Thinking about the things I had almost done in that hospital room had my cheeks heating up like they always seemed to do when I thought about Max.

  I had him at my mercy, and it had seemed like a good idea at the time, considering how he had gotten one over on me previously, but he was too injured. The interest was there, no way of hiding that, but I changed my mind after his first grunt of pain. It was inappropriate for me to be so selfish, so I uncuffed his good arm and let him loose. I think he might be mad at me now though, he hasn’t really talked to me in almost two months.

  Okay, that’s not true, I’ve seen him and spoke with him—but we haven’t talked. About the two of us and the weirdness of our relationship. If relationship is what it could be called.

  It was driving me crazy.

  He’s been around.
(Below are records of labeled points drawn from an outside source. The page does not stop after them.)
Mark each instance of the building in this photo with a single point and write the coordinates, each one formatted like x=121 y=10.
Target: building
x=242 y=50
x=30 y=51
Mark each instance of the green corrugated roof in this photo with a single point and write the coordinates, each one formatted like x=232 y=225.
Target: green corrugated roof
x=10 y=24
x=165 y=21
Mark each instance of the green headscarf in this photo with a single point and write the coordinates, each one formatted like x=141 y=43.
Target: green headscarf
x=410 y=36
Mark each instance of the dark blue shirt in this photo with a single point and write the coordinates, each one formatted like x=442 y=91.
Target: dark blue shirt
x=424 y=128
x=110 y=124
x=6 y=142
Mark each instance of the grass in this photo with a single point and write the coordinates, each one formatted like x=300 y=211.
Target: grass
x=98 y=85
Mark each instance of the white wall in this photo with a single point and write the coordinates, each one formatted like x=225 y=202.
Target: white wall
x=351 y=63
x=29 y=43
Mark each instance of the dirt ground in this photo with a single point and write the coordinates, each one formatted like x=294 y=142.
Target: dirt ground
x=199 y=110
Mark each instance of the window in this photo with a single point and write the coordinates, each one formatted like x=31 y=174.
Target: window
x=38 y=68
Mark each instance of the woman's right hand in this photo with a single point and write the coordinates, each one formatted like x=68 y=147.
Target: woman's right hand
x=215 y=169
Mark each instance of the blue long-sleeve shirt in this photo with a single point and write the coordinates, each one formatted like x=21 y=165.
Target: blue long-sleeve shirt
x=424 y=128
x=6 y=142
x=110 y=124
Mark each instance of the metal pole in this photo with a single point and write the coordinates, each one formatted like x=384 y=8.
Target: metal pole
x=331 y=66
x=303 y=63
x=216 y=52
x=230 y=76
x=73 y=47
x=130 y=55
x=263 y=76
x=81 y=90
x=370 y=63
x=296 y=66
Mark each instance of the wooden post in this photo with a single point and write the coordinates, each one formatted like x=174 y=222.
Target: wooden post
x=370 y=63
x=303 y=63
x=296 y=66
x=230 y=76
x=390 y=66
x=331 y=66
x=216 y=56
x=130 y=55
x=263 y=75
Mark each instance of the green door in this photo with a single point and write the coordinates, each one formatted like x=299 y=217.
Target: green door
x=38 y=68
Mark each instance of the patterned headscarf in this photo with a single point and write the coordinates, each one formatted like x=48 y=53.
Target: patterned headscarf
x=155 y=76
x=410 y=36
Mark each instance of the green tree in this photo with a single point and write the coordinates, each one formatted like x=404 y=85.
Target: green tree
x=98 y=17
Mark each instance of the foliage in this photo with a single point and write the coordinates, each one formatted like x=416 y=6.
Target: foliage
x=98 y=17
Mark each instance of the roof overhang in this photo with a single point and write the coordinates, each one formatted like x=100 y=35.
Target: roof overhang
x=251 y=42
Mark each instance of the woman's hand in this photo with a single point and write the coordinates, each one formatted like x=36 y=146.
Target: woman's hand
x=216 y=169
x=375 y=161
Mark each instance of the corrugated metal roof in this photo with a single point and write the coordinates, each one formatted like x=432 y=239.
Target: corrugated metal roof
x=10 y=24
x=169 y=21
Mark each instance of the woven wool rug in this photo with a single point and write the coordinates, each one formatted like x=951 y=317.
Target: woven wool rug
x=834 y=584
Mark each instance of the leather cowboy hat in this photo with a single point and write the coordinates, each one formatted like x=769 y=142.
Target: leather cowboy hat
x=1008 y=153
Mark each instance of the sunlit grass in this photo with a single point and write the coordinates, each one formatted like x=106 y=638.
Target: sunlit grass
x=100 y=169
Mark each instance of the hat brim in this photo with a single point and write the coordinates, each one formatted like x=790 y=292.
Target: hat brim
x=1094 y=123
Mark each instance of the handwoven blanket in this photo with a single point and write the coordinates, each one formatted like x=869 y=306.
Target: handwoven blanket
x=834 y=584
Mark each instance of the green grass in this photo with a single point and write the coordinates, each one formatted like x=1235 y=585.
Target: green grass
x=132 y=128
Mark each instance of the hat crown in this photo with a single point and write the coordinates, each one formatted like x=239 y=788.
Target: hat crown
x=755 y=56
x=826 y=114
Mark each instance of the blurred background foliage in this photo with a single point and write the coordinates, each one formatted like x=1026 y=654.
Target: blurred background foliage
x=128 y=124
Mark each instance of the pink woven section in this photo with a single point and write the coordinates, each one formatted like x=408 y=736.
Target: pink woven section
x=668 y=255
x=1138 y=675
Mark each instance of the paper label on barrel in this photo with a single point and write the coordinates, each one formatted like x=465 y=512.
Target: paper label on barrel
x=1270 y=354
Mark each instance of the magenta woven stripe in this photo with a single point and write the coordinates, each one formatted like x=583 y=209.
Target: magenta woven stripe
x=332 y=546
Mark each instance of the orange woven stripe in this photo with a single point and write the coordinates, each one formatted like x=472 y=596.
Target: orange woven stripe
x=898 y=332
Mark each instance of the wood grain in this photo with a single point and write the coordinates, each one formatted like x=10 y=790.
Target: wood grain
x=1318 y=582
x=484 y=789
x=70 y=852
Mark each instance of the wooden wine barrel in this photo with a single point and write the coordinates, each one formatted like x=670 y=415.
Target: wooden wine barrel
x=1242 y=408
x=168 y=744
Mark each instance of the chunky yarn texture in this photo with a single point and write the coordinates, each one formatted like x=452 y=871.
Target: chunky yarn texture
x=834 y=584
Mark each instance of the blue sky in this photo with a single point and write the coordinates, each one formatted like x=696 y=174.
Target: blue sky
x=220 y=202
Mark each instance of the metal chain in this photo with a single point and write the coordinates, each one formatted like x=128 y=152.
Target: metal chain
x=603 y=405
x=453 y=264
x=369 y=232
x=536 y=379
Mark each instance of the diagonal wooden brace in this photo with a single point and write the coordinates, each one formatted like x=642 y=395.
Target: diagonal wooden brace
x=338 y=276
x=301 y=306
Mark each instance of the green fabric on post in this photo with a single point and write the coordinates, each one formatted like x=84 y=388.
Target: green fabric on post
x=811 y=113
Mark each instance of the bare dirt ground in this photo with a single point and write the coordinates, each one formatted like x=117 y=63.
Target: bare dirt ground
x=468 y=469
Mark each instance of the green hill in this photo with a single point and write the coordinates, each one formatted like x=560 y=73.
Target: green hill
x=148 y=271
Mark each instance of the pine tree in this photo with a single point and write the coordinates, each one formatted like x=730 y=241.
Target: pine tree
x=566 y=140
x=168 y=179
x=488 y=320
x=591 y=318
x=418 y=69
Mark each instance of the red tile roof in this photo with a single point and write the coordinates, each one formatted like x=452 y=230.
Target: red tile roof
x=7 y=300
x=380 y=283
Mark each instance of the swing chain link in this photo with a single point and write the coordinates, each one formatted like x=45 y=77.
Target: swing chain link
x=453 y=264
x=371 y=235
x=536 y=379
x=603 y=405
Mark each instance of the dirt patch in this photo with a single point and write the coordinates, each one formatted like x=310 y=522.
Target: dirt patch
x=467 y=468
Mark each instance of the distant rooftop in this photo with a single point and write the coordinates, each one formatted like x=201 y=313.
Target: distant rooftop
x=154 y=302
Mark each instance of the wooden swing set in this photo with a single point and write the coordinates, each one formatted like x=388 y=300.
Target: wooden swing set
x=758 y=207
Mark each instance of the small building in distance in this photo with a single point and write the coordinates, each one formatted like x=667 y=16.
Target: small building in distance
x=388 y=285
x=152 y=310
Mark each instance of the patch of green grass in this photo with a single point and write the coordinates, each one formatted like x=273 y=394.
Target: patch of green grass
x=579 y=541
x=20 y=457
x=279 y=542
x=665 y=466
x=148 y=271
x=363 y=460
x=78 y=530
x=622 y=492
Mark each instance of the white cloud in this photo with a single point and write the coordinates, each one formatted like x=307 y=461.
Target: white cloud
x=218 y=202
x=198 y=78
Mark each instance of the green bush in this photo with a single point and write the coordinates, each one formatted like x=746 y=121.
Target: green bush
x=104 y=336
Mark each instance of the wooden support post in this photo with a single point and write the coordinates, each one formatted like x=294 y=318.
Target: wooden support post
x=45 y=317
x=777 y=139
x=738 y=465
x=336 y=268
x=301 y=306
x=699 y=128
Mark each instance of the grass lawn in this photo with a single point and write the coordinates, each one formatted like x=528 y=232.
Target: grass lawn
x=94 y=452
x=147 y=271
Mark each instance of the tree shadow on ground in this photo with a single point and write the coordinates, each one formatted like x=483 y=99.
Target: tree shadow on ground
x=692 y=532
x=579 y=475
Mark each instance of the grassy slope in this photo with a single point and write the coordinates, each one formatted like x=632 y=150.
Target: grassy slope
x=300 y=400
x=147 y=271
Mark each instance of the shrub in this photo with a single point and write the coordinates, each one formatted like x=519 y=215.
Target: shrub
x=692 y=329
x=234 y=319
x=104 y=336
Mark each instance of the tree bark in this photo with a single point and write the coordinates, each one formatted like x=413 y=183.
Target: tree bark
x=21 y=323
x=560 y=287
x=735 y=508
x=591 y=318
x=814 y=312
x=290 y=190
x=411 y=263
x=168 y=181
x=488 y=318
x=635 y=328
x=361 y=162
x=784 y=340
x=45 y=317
He had a sling on his arm for a few weeks after his surgery and couldn’t drive or get around very well, but he moved out of Jean’s house as soon as he was able and I don’t know where he’s staying now. Agent Knox wasn’t kidding when he said we had to stay close. It had been an incessant barrage of questioning for the last few weeks. Thankfully, between support from Agent Knox, and my testimony, it was looking like there was enough evidence to keep Steven locked away for a good long while. I had temporary custody of Denny, but there were some changes that needed to be made before I could make that permanent.

  I needed a stable home for one. I needed a steady stream of income to maintain that home as well, and working part-time at the only dive bar in Pemberville wasn’t going too far in helping me achieve that. The work I did with Jean, helping those women, that wasn’t something I made money from. I did it because it was the right thing to do and because Jean helped me when I needed it as well.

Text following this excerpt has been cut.